The great thing about curry is that you can put pretty much anything in! The absolute bare minimum is Chicken and Onion, I’ve found. My preference is to also have mushrooms and more than one type of meat – especially prawns! I’ve even used salmon cut into thick chunks so that it doesn’t fall apart too much. Lately I’ve also been putting Spring Onion in – normally the white part of the stem because I use the green in the fried rice, but the whole lot is good! I used to use bell peppers, but have stopped these days because I don’t feel they add all that much – but this is all down to your preference! I’ve had Vietnamese takes on this with courgettes and aubergine in!
I’ll say again that your preparation is the key. You can cook the meal in mere minutes, but you have to take the time to chop and prepare everything.
I like big squarish chunks of onion… come to think of it I use big chunks of all the veggies and thick slices of spring onion. Mainly I use button or closed cup mushrooms sliced thickly. This also makes things easier if you’re going to go the whole hog and use chopsticks!
Prawns I leave whole, and any other meat is cut into bite-sized chunks. Remember it cooks better and faster the smaller/thinner it is, so if you’re the type likely to poison yourself on raw meat get it into thin strips! For frozen or pre-cooked meat make sure you have it defrosted and drained or the excess liquid when it melts is a Bad Thing as it thins your sauce. For frozen prawns in a hurry, put them in a sieve and run the cold tap over them until they’re defrosted.

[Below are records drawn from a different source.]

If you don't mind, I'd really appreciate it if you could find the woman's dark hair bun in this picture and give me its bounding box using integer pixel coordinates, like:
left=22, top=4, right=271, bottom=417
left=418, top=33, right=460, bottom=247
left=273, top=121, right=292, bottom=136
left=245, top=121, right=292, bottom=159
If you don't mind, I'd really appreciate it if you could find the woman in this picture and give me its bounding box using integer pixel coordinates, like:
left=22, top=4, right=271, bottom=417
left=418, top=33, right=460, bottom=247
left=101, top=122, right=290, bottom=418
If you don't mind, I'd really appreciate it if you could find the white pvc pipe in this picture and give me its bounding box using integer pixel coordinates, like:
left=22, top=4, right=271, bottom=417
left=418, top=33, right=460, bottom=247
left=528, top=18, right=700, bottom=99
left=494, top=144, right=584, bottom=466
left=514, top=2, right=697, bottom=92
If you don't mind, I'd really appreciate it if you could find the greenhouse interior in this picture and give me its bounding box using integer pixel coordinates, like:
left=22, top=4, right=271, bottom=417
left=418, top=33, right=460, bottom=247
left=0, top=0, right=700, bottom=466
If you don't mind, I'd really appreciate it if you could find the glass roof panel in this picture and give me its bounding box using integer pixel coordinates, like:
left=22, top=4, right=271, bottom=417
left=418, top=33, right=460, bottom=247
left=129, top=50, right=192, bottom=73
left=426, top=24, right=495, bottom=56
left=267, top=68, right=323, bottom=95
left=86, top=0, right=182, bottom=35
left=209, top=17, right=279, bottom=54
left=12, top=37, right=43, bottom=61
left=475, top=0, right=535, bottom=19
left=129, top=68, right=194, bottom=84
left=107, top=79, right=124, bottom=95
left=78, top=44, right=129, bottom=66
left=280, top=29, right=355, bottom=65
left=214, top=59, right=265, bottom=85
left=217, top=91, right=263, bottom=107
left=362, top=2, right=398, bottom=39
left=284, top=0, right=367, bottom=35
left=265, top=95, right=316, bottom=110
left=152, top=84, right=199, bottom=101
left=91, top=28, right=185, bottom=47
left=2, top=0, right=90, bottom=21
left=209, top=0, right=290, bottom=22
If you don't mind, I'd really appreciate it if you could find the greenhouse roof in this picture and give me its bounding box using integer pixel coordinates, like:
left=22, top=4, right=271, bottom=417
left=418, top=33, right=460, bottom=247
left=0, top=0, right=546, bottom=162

For the first time last night I tried something a little new to prepare the meat. I added a sprinkle of garlic powder to my defrosted and drained prawns and mixed it in well, then did the same with a few teaspoons of Corn Flour. This looks wrong with a white gunky coating but trust me – it was gorgeous at the end! I will be doing this in the future with chicken etc.
So your Egg Fried Rice is done and on a plate in the oven to keep warm. If you’re really anal you can clean the wok out, but it’s fine to just add more oil and get cooking this stuff:
Get the sauce on the go in a small saucepan. Add a few tablespoons of the paste and boiled water in about a 40:60 mix (adjust by adding more water/paste to your desired thickness, or even a little cornflour). Put this in a low heat and regularly stir it through to the end. It thickens up a fair bit. You can also add some fresh chilli or chilli powder to the mix if you want it hotter.
If you’re using fresh raw meat add this to your splash of peanut oil in the wok on a medium high heat. Remember prawns cook faster than most meat, so add these after a few minutes if doing a meat mix, or just fry the fkrs for less if just using them. Most you buy will be pre-cooked, so only add these as your vegetables are almost done near the end!
When the meat is thouroughly cooked through (or even slightly pan-seared as I prefer my chicken), whack the rest of the veg in together.
For a while I experimented with boiling the veg up while I cooked the meat, but to be honest the only thing this adds is another saucepan to wash. And we don’t want THAT, do we?
I like to keep the onion a bit crunchy so the high heat helps to do this bit, and don’t forget to add those pre-cooked prawns or meat now! Warm them as the veg finishes off, and then pour your sauce over the lot.
Fry the lot together for a few seconds to infuse it all, and then pour it over a nest of your egg fried rice on a plate.
Now try telling me that wasn’t the best curry you’ve ever tasted?